Building a Bridge to the 21st Century
R and I had talked about going down to Tacoma today to see the Andy Goldsworthy show, but in the end we couldn’t face the drive (we’re both still coping with the last—I hope—of our jetlag), so we decided instead to see the Santiago Calatrava exhibition at the Henry. The University District was packed with people in purple and gold off to support the Dawgs in the first football game of the season, but the Henry’s galleries were depressingly quiet.

We’ve had a bit of a Calatrava thing going on the last two years—last year we went to Bilbao to write a travel series about that city and got to marvel at his fabulous Zubizuri bridge as well as the wonderful airport; then this year we went to Manchester for the same reason and stayed at a hotel that is connected to the rest of the city by Trinity Bridge, designed by the great man (it’s the hotel’s logo as well), so we walked over it at least a couple of times every single day we were there.
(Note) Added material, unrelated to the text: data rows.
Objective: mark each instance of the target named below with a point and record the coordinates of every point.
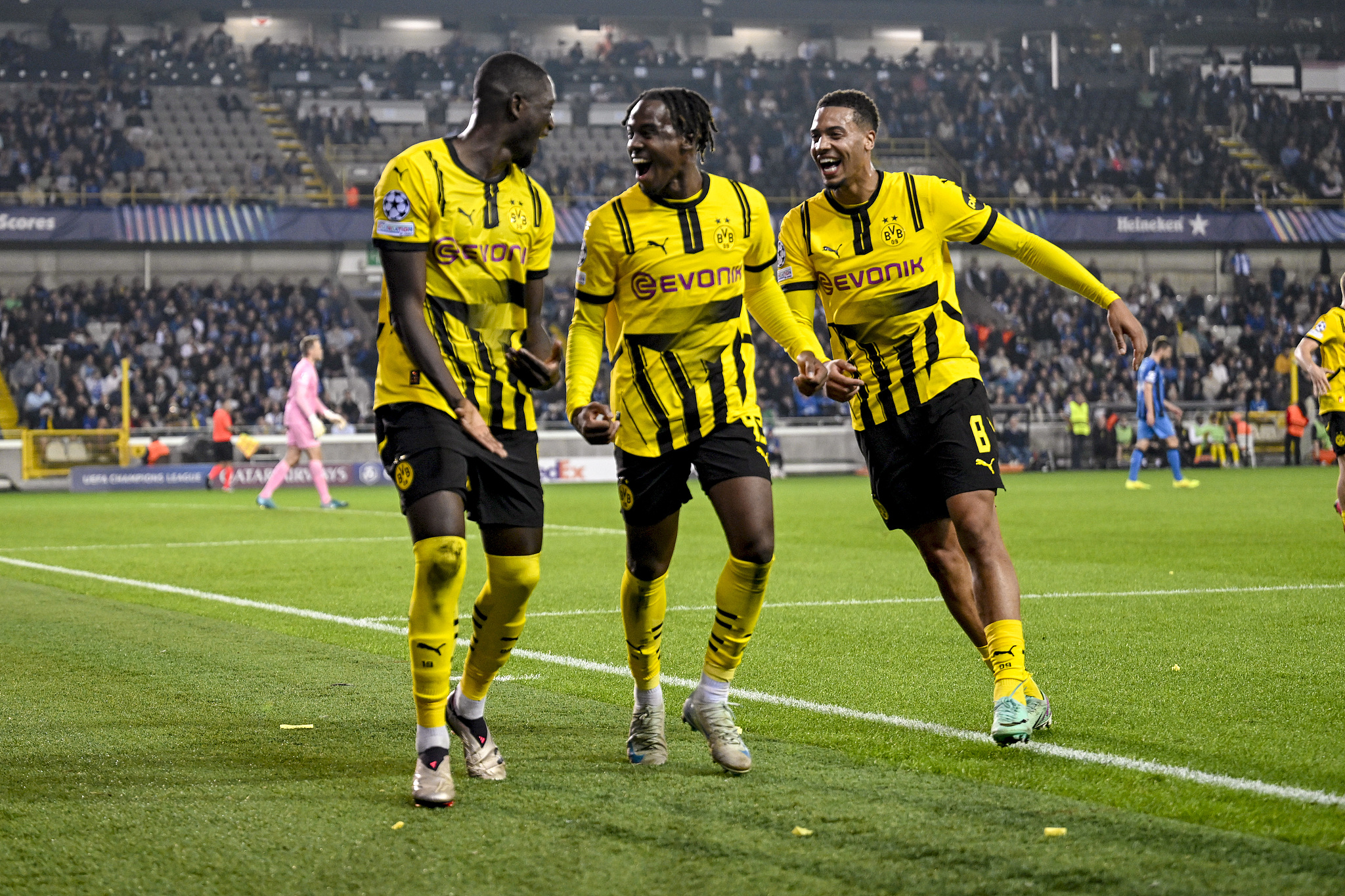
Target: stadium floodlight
(410, 24)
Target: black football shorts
(653, 488)
(426, 450)
(926, 456)
(1334, 422)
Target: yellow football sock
(738, 606)
(643, 608)
(440, 566)
(498, 618)
(1005, 643)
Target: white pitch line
(550, 527)
(1228, 782)
(205, 544)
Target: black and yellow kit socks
(738, 606)
(498, 618)
(432, 630)
(643, 608)
(496, 621)
(1006, 660)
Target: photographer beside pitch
(875, 247)
(1328, 337)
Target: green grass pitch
(143, 753)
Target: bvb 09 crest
(517, 217)
(724, 237)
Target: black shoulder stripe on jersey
(862, 236)
(985, 232)
(493, 209)
(690, 414)
(740, 363)
(466, 382)
(397, 246)
(451, 307)
(745, 207)
(439, 177)
(931, 340)
(625, 223)
(537, 202)
(715, 375)
(916, 218)
(496, 389)
(720, 312)
(912, 300)
(651, 400)
(693, 240)
(907, 359)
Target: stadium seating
(190, 345)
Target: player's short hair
(690, 114)
(865, 110)
(506, 74)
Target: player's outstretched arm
(537, 364)
(768, 307)
(405, 276)
(1306, 360)
(1057, 265)
(594, 419)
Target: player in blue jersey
(1155, 417)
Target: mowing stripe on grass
(1183, 773)
(1044, 594)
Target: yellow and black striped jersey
(483, 241)
(678, 280)
(885, 278)
(1329, 333)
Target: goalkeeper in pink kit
(304, 416)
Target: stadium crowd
(191, 345)
(1001, 121)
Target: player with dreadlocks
(670, 270)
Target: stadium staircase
(9, 410)
(317, 187)
(1250, 159)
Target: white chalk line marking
(1228, 782)
(1026, 597)
(550, 527)
(240, 543)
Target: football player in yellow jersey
(671, 269)
(466, 242)
(1328, 337)
(875, 247)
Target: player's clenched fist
(841, 385)
(813, 373)
(596, 423)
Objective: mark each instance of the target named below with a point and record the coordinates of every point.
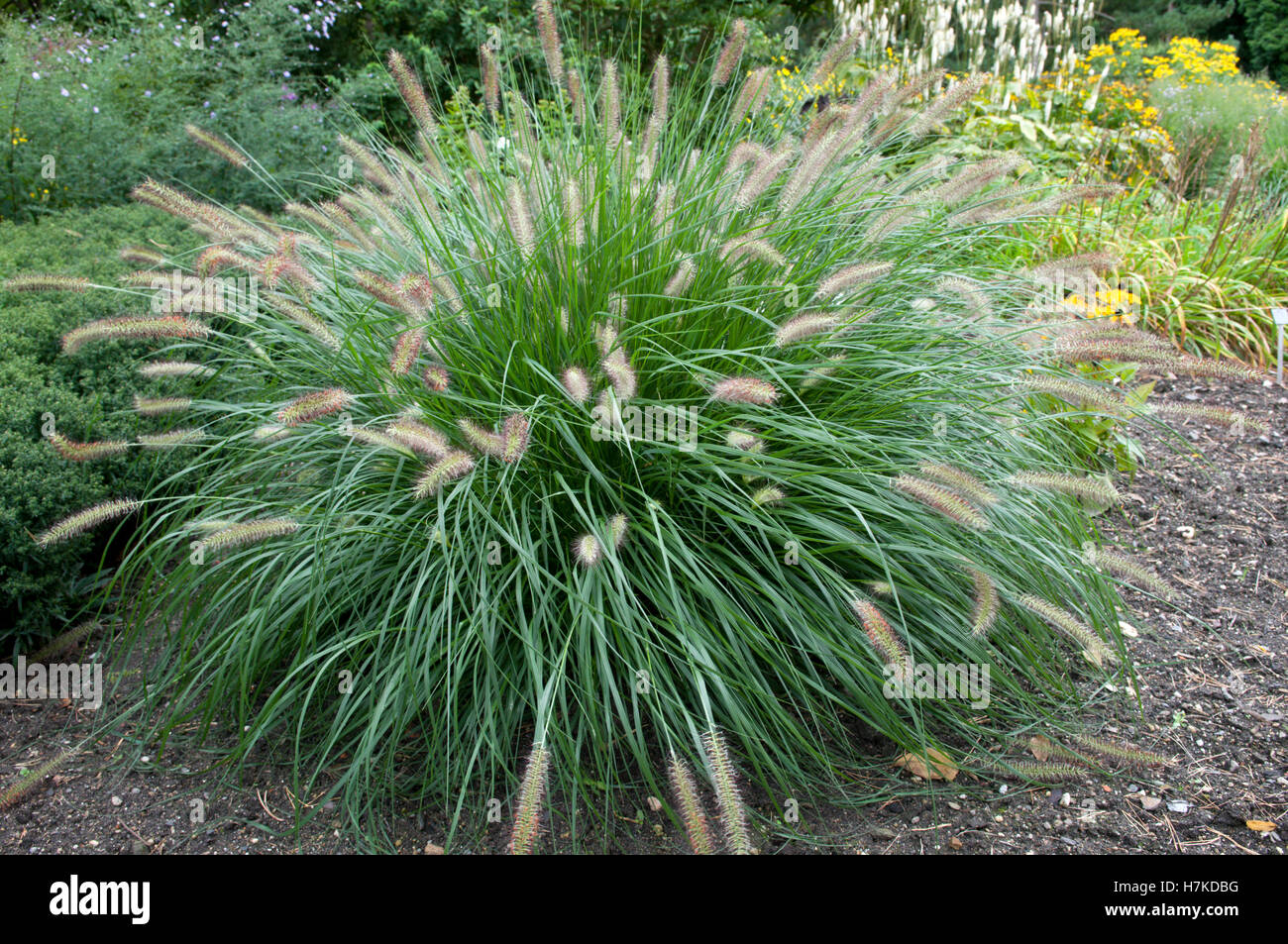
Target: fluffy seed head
(724, 777)
(532, 788)
(86, 519)
(170, 439)
(450, 468)
(84, 452)
(1099, 491)
(1070, 626)
(249, 532)
(948, 504)
(576, 384)
(160, 406)
(745, 390)
(419, 438)
(962, 481)
(313, 406)
(730, 54)
(132, 327)
(690, 803)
The show mostly consisted of architectural models (fascinating things but a little cold) and his incredible sketchbooks. I adore seeing writers’ and artists’ sketchbooks/journals—some of the things I remember most clearly in decades of museum-going are pages from Anne Frank’s journals in Amsterdam, Vincent van Gogh’s letters and sketchbooks in the same city (though there were even more fascinating examples of van Gogh’s “rough” work in the Kroller-Muller exhibition currently at SAM). Calatrava’s sketches, drawings, and watercolors were almost too perfect—if those really were his initial sketches, the man’s an automaton.
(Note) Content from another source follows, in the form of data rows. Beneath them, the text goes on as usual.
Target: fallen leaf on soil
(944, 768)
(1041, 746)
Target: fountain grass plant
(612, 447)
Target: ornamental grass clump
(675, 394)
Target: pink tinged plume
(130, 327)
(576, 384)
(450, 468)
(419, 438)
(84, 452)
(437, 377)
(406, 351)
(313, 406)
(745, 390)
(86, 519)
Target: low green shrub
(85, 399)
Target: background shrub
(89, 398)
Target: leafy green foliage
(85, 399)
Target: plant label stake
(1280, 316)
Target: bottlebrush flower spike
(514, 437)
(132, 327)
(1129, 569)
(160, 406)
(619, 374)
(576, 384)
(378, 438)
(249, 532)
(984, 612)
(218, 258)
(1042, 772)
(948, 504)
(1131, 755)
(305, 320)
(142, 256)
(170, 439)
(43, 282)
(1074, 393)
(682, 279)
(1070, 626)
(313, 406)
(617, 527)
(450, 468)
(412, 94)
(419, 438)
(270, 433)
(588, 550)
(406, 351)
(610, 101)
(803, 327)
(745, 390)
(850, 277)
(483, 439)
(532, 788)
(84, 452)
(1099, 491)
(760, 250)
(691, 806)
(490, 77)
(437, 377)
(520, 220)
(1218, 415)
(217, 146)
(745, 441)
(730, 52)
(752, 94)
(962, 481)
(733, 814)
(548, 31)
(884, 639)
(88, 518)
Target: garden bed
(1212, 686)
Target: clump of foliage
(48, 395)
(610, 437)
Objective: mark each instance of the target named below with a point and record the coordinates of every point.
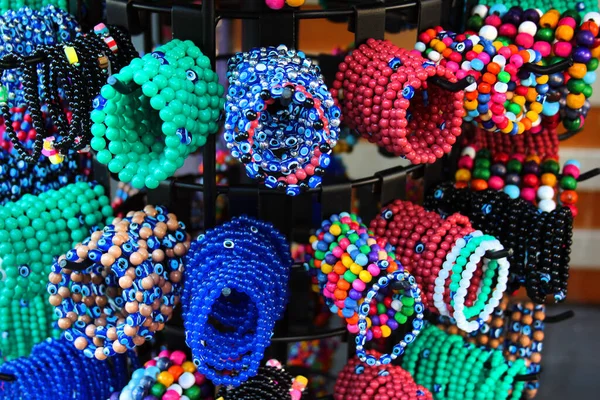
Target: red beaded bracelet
(385, 96)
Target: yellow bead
(463, 175)
(578, 70)
(165, 378)
(71, 55)
(365, 276)
(564, 32)
(575, 101)
(347, 260)
(548, 179)
(326, 268)
(188, 366)
(536, 107)
(335, 230)
(355, 268)
(385, 331)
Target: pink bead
(571, 170)
(171, 395)
(568, 21)
(373, 270)
(359, 285)
(275, 4)
(178, 357)
(516, 60)
(562, 49)
(524, 40)
(528, 194)
(165, 353)
(495, 183)
(543, 48)
(200, 379)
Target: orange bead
(578, 70)
(569, 197)
(176, 371)
(489, 78)
(478, 184)
(548, 179)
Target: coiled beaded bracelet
(33, 231)
(155, 112)
(128, 286)
(229, 313)
(56, 370)
(385, 95)
(281, 121)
There’s a 52-minute movie that features him speaking to camera and shows him sketching out and explaining his work. The video is too long (30 minutes is as long as it’s comfortable to sit still in a cold gallery with other visitors coming and going all around), but it was fascinating and revealing. As well as being a brilliant engineer, the guy’s a very gifted artist, which I guess is the definition of a great architect.

At $8, it’s feels a little pricey for folks without a ton of disposable income, but I’d definitely recommend it, not so much for people interested in architecture, but definitely for anyone interested in witnessing an artist’s creative process.